Many people are not aware of the differences between ovarian and cervical cancer. Abnormal vaginal bleeding, such as bleeding after vaginal sex, bleeding after menopause, bleeding and spotting between periods, or having (menstrual) periods that are longer or heavier than usual. Bleeding after douching may also occur. While ovarian cancer presents extremely vague symptoms, the condition is very complex. Finally, Pap smears detect cervical but not ovarian cancer.

  • Gynecological Health

Bleeding and discharge are normal parts of the menstrual cycle. However, added symptoms during menstruation may indicate health issues, and unusual symptoms, such as bleeding between menstruations and frequent urinating, can mimic other health conditions. Vaginal issues which may include A change in the color, odor, or amount of vaginal discharge, Vaginal redness or itching, vaginal bleeding between periods, after sex or after menopause, a mass or bulge in your vagina, and pain during intercourse could also indicate serious problems such as sexually transmitted diseases (STDs) or reproductive tract cancer. While care providers might treat mild infections easily, if left unchecked, they can lead to conditions such as infertility or kidney failure.

  • Pregnancy Issues

Pre-existing conditions can worsen during pregnancy, threatening the health of a mother and her child. Asthma, diabetes, and depression can harm the mother and child during pregnancy if not managed properly. Pregnancy can cause a healthy mother’s red blood cell count to drop, a condition called anemia, or the occurrence of depression. Another problem arises when a reproductive cell implants outside the uterus, making further gestation unfeasible.

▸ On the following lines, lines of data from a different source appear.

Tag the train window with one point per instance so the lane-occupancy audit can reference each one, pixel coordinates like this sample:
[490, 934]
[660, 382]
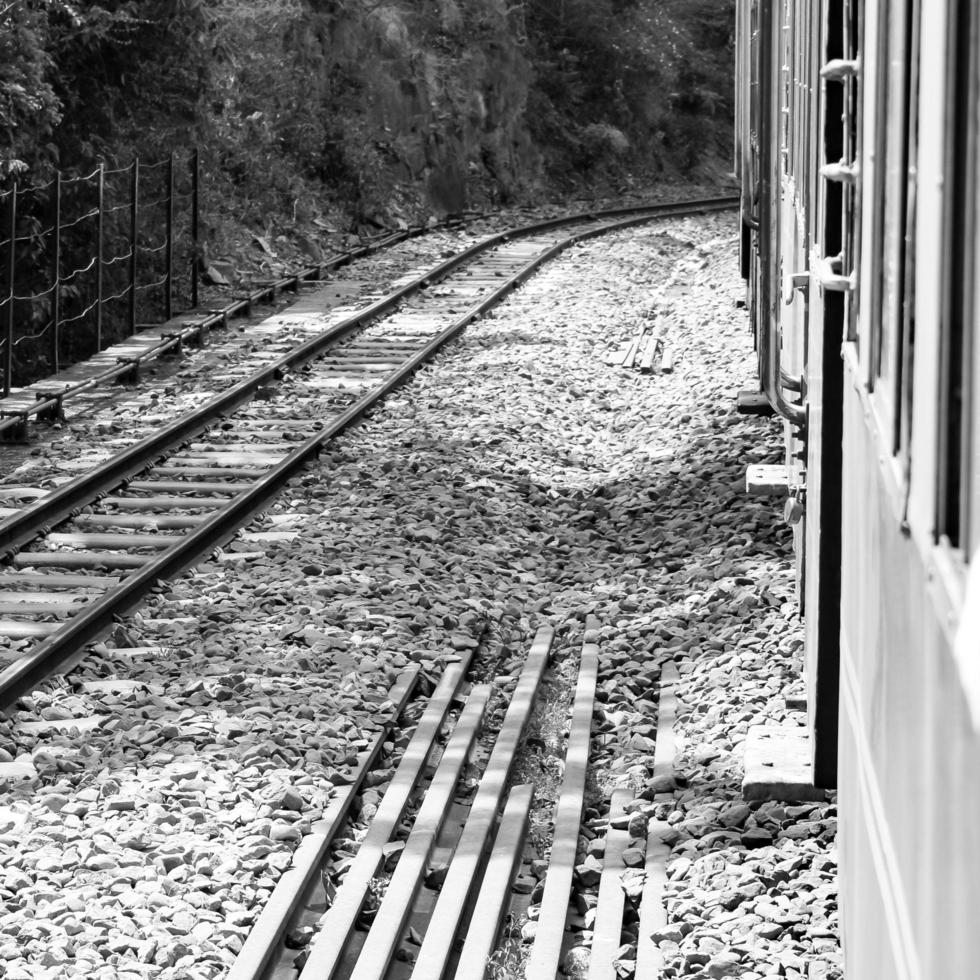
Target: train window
[958, 514]
[892, 299]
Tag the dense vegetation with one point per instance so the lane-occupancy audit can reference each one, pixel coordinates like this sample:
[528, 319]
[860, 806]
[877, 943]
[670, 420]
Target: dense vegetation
[381, 105]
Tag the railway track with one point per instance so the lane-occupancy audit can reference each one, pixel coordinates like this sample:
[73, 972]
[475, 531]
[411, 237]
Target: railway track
[426, 893]
[78, 556]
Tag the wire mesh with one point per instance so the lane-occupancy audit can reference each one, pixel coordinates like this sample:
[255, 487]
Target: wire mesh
[73, 248]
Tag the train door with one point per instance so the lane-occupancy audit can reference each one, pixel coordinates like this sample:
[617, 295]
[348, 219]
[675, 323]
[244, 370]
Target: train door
[835, 32]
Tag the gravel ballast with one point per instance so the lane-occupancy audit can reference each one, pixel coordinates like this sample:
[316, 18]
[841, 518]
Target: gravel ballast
[517, 480]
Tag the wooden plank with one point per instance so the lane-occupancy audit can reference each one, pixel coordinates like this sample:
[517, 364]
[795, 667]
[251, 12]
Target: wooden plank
[629, 358]
[650, 354]
[209, 487]
[327, 950]
[763, 480]
[14, 629]
[77, 559]
[165, 522]
[54, 598]
[259, 447]
[163, 502]
[546, 951]
[495, 887]
[223, 459]
[22, 493]
[464, 869]
[112, 542]
[23, 607]
[653, 909]
[267, 932]
[666, 742]
[218, 472]
[53, 580]
[607, 931]
[396, 906]
[779, 765]
[753, 403]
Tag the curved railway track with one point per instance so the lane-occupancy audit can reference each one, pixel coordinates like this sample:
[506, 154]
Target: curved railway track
[77, 557]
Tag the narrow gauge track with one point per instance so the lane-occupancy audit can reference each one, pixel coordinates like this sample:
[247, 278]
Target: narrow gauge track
[80, 555]
[430, 885]
[45, 401]
[438, 860]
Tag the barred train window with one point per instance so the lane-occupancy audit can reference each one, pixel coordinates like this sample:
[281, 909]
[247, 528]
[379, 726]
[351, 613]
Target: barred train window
[957, 482]
[892, 299]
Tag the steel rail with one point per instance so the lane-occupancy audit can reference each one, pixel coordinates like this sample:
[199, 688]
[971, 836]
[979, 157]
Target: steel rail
[64, 646]
[62, 503]
[242, 306]
[194, 329]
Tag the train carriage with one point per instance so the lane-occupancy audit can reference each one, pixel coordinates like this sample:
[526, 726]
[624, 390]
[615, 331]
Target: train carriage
[858, 150]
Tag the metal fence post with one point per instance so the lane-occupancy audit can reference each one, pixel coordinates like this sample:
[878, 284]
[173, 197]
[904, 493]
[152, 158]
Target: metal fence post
[133, 239]
[98, 260]
[195, 228]
[8, 354]
[168, 302]
[56, 300]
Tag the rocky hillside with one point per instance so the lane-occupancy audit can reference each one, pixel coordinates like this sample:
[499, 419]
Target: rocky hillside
[376, 110]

Fortunately, obstetricians can manage and treat common and rare health issues that emerge during pregnancies.

  • Osteoporosis

Osteoporosis weakens bones, allowing them to break easily. Several factors can cause the condition that occurs mostly in women, such as Age, alcohol consumption, certain prescriptions, genetics, lack of exercise, low body mass, smoking, and steroid use to detect the condition, care providers measure bone density using an X-ray or ultrasound diagnostic. While no cure exists for osteoporosis, care providers can prescribe treatment to impede illness progression, including dietary supplements, healthy lifestyle choices, or prescription medication.

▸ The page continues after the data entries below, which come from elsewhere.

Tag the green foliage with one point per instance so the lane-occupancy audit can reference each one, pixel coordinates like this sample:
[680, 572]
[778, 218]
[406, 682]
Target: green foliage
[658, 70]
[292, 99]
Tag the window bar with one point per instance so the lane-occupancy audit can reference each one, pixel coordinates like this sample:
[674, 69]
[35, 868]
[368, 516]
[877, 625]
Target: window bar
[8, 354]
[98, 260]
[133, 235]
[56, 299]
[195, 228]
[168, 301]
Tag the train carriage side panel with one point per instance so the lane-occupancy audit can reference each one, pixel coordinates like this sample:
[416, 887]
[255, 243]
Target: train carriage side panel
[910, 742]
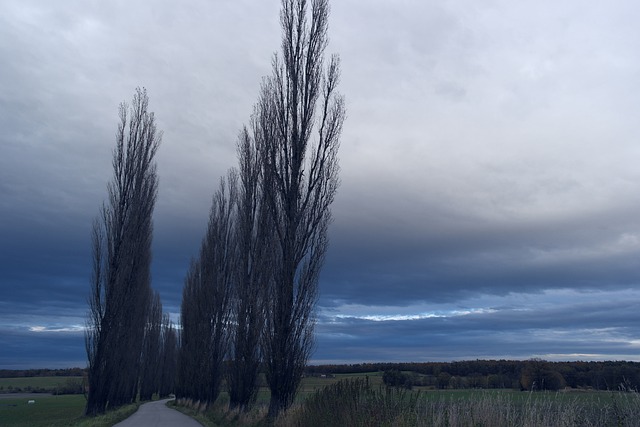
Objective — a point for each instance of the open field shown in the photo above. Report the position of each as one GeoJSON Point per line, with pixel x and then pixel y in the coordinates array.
{"type": "Point", "coordinates": [322, 401]}
{"type": "Point", "coordinates": [55, 411]}
{"type": "Point", "coordinates": [47, 411]}
{"type": "Point", "coordinates": [418, 407]}
{"type": "Point", "coordinates": [39, 384]}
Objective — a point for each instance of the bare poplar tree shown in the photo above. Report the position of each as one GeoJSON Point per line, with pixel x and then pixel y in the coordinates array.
{"type": "Point", "coordinates": [253, 261]}
{"type": "Point", "coordinates": [206, 303]}
{"type": "Point", "coordinates": [151, 350]}
{"type": "Point", "coordinates": [169, 358]}
{"type": "Point", "coordinates": [298, 122]}
{"type": "Point", "coordinates": [120, 286]}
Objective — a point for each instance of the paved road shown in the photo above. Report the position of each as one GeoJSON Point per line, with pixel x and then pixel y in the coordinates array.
{"type": "Point", "coordinates": [157, 414]}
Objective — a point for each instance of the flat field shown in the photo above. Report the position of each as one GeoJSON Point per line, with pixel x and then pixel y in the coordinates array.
{"type": "Point", "coordinates": [46, 411]}
{"type": "Point", "coordinates": [26, 384]}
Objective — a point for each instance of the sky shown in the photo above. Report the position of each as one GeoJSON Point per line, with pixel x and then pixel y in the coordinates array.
{"type": "Point", "coordinates": [489, 205]}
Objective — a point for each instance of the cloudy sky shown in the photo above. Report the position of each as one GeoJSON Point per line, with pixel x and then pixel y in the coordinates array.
{"type": "Point", "coordinates": [490, 197]}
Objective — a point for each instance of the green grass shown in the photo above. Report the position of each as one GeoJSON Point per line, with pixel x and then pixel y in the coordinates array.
{"type": "Point", "coordinates": [26, 384]}
{"type": "Point", "coordinates": [430, 407]}
{"type": "Point", "coordinates": [56, 411]}
{"type": "Point", "coordinates": [47, 411]}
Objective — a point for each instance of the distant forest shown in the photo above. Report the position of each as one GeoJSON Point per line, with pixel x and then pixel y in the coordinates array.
{"type": "Point", "coordinates": [71, 372]}
{"type": "Point", "coordinates": [534, 374]}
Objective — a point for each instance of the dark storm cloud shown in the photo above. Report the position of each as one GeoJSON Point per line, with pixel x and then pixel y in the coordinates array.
{"type": "Point", "coordinates": [488, 164]}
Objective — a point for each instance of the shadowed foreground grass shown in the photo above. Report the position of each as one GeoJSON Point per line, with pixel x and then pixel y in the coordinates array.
{"type": "Point", "coordinates": [56, 411]}
{"type": "Point", "coordinates": [356, 402]}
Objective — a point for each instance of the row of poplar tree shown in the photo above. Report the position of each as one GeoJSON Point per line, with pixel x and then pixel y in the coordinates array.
{"type": "Point", "coordinates": [250, 293]}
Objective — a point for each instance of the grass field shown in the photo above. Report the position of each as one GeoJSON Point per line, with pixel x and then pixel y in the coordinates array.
{"type": "Point", "coordinates": [56, 411]}
{"type": "Point", "coordinates": [47, 411]}
{"type": "Point", "coordinates": [27, 384]}
{"type": "Point", "coordinates": [414, 408]}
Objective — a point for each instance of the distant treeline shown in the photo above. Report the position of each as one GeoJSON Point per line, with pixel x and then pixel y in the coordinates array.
{"type": "Point", "coordinates": [534, 374]}
{"type": "Point", "coordinates": [70, 372]}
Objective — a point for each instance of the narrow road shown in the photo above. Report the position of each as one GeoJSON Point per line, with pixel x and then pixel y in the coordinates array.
{"type": "Point", "coordinates": [157, 414]}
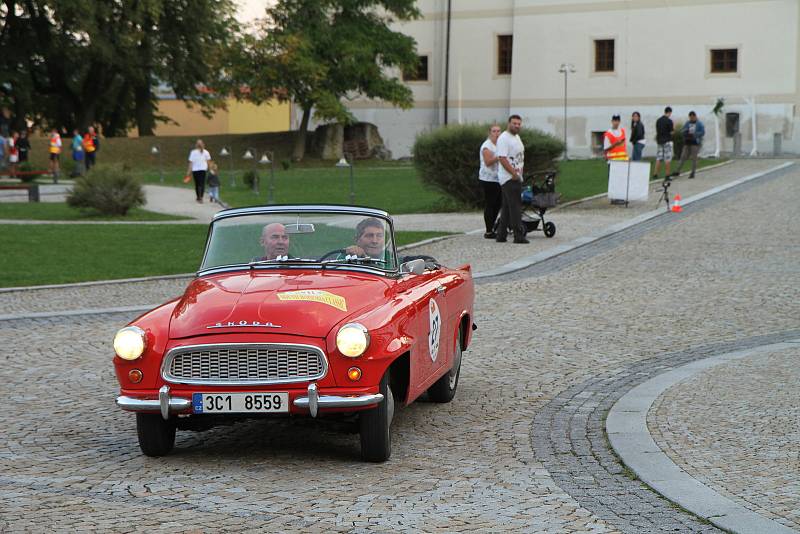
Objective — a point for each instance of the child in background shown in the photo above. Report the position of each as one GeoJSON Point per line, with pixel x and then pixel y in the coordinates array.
{"type": "Point", "coordinates": [212, 180]}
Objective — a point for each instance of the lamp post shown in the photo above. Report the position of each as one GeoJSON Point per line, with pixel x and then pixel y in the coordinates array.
{"type": "Point", "coordinates": [344, 163]}
{"type": "Point", "coordinates": [225, 153]}
{"type": "Point", "coordinates": [566, 69]}
{"type": "Point", "coordinates": [250, 154]}
{"type": "Point", "coordinates": [155, 150]}
{"type": "Point", "coordinates": [268, 158]}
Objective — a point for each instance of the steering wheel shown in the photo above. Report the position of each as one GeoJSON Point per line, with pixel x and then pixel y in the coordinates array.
{"type": "Point", "coordinates": [334, 252]}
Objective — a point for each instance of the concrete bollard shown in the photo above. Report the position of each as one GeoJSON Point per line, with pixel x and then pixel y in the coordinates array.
{"type": "Point", "coordinates": [737, 144]}
{"type": "Point", "coordinates": [33, 193]}
{"type": "Point", "coordinates": [777, 144]}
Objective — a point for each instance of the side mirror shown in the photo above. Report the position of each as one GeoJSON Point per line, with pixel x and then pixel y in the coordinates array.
{"type": "Point", "coordinates": [413, 267]}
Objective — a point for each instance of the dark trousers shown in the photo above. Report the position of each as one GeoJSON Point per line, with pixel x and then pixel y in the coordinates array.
{"type": "Point", "coordinates": [511, 212]}
{"type": "Point", "coordinates": [199, 183]}
{"type": "Point", "coordinates": [492, 201]}
{"type": "Point", "coordinates": [689, 152]}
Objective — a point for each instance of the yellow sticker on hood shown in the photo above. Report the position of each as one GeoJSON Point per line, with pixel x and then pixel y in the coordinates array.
{"type": "Point", "coordinates": [315, 295]}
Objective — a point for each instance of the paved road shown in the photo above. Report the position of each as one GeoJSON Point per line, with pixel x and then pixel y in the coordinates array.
{"type": "Point", "coordinates": [716, 276]}
{"type": "Point", "coordinates": [748, 452]}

  • Depression and Anxiety

Natural hormonal fluctuations can lead to depression or anxiety. Premenstrual syndrome (PMS) occurs commonly among women, while premenstrual dysmorphic disorder (PMDD) presents similar, but greatly intensified, symptoms. Shortly after birth, many mothers acquire a form of depression called the “baby blues,” but perinatal depression causes similar – but much stronger – concerns, emotional shifts, sadness, and tiredness. Some people experience depression once in their lives, and other women experience it as more of a reoccurring challenge in their life. It may get better and worse through different times, but it never seems to go away completely. Perimenopause, the shift into menopause, can also cause depression. No matter how intense the symptoms are, care providers can provide relief with a prescription or treatments.